After the allotted period in the oven, the metal coupons were removed and observed for corrosion, according to the guidelines laid out by Thickett and Lee in their article "Selection of Materials for the Storage or Display of Museum Objects" (2004). The results of an Oddy test are subjective in their interpretation and I found that different institutions allow for different levels of change in the coupons. I found that the lead coupons changed in all cases, indicating the presence of acetic acid. In general, in this test, both EVAs performed better than the PVAc, which blackened the copper coupons as well as depositing white corrosion product on the lead.

Finally, I was able to send some samples to the University of Sussex for analysis by gas chromatography-mass spectrometry.

Figure 6: GC/MS at University of Sussex

The analysis was undertaken by Chris Dadswell, and I was fortunate enough to be able to visit the lab and watch the process in action. GC/MS is an analytical method used to determine the presence of organic materials from their chemical composition. A sample of the air in the vial with the sample (headspace) was injected into the machine. The sample then travels down a long coil where it is separated into its chemical components which can then be interpreted by the machine. In this case the instrument was set to specifically detect acetic acid, and so any other volatile organic compounds that may have been present were not covered in this study.

Figure 7: A sample of the spectra obtained using GC/MS. The blue peaks indicate the presence of acetic acid.

Initially I had predicted that GC/MS would give the most sensitive and thorough results of the three tests. However, in some cases, the GC/MS was not able to detect acetic acid, or the levels detected were less than those in the vials without adhesive samples. PEL's PVAc was the only adhesive that showed significant results in the GC/MS testing. These samples did show a trend towards decreasing levels of off-gassing VOCs in the samples that had been allowed to off-gas, or air, for longer periods.

The conclusion I came to after this testing was that CXD's EVA was emitting the lowest levels of acetic acid off-gassing of the three samples tested, and that the presence of VOCs emitting from dried adhesives does diminish over time. Therefore, the generally recommended 30 day off-gassing period is still advisable. However, as this is not always possible for a variety of reasons, off-gassing for as long as possible is the best rule of thumb. Although similar testing has been done at other institutions, it is important to test current adhesives since recipes can change without notice. This research also provides a useful framework for testing adhesives and other products that may be off-gassing harmful VOCs.

As I'm sure is often the case, this research could have been much bigger and gone on for years. As soon as the research was completed I had more ideas for further study and other avenues that could be followed. It would be interesting to now take this research in a more quantitative direction to try to understand how specific amounts of acetic acid off-gassing affect historic books and paper in enclosed spaces and to what degree.

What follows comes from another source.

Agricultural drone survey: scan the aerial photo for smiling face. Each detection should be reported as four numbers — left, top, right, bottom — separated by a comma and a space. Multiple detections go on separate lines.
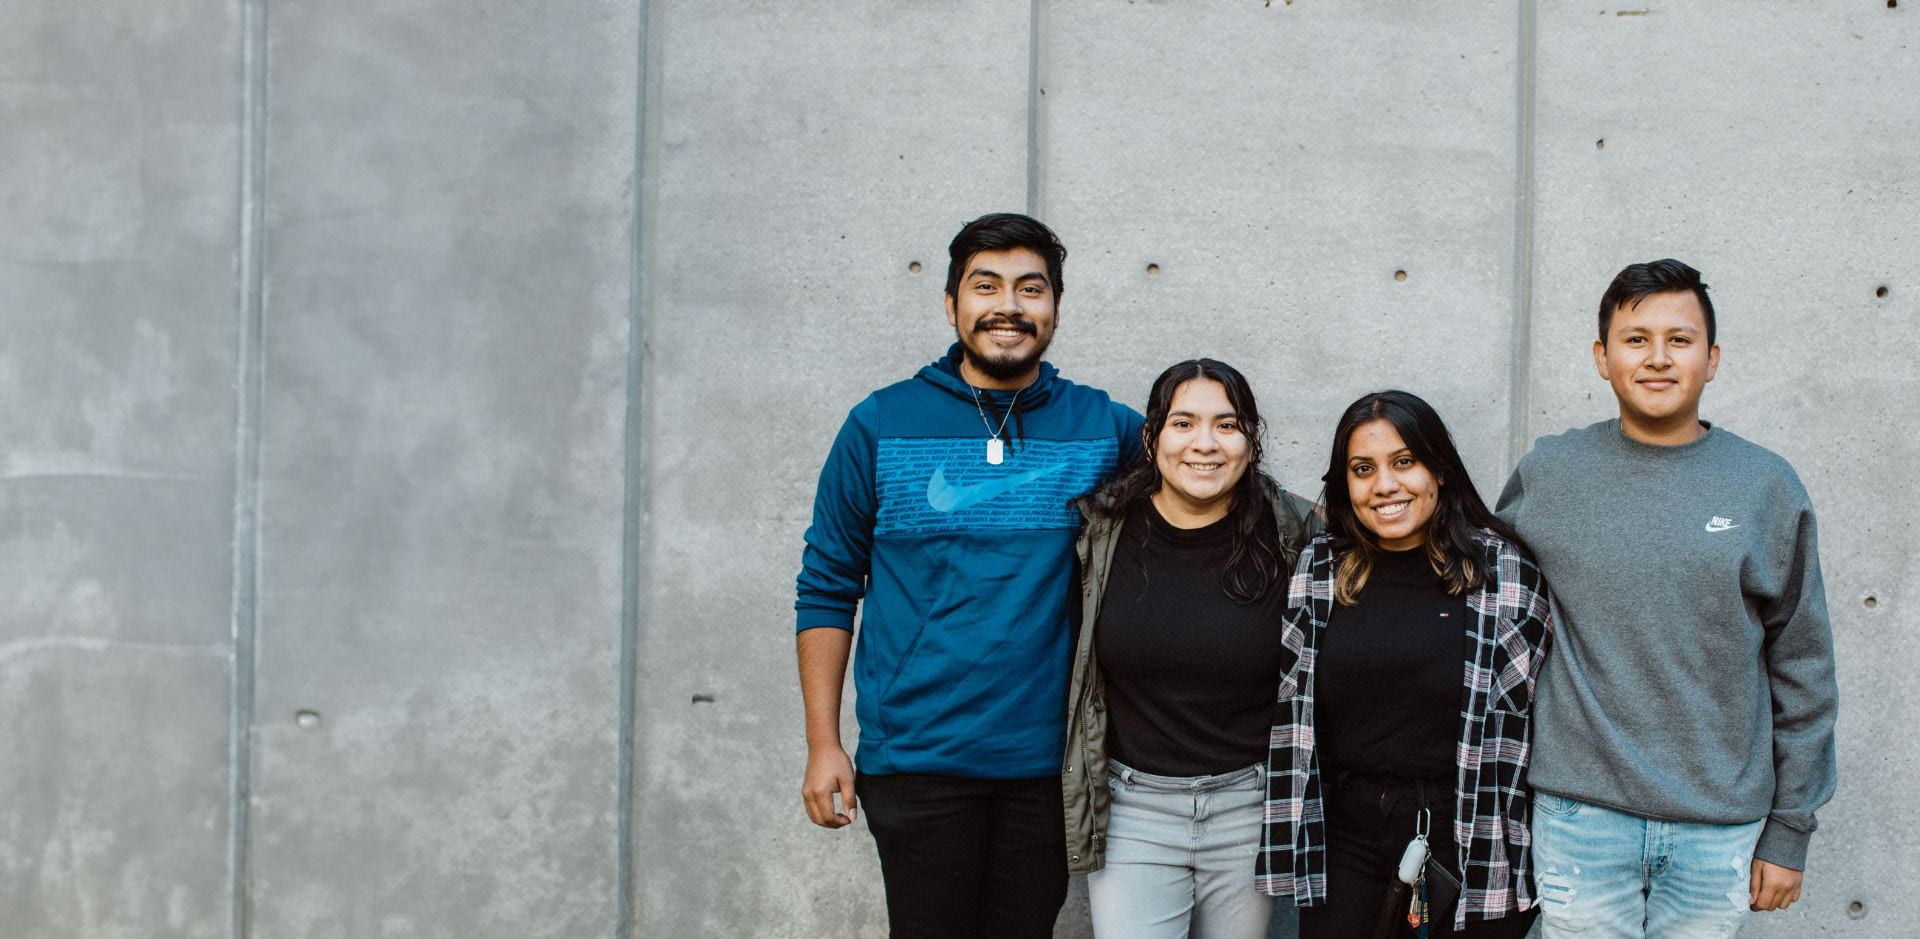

Although it was hard work, it was a privilege to be able to spend the time doing this in-depth research with the facilities and expertise available at West Dean and the University of Sussex. As well as producing a thesis that can hopefully be of use to the greater conservation community, I learned a lot about these analytical methods and research techniques that I will carry into my future career. The full thesis is available in the Library at West Dean College. The research will also be presented at the upcoming symposium of the Book and Paper Group of the Australian Institute for the Conservation of Cultural Materials, in November.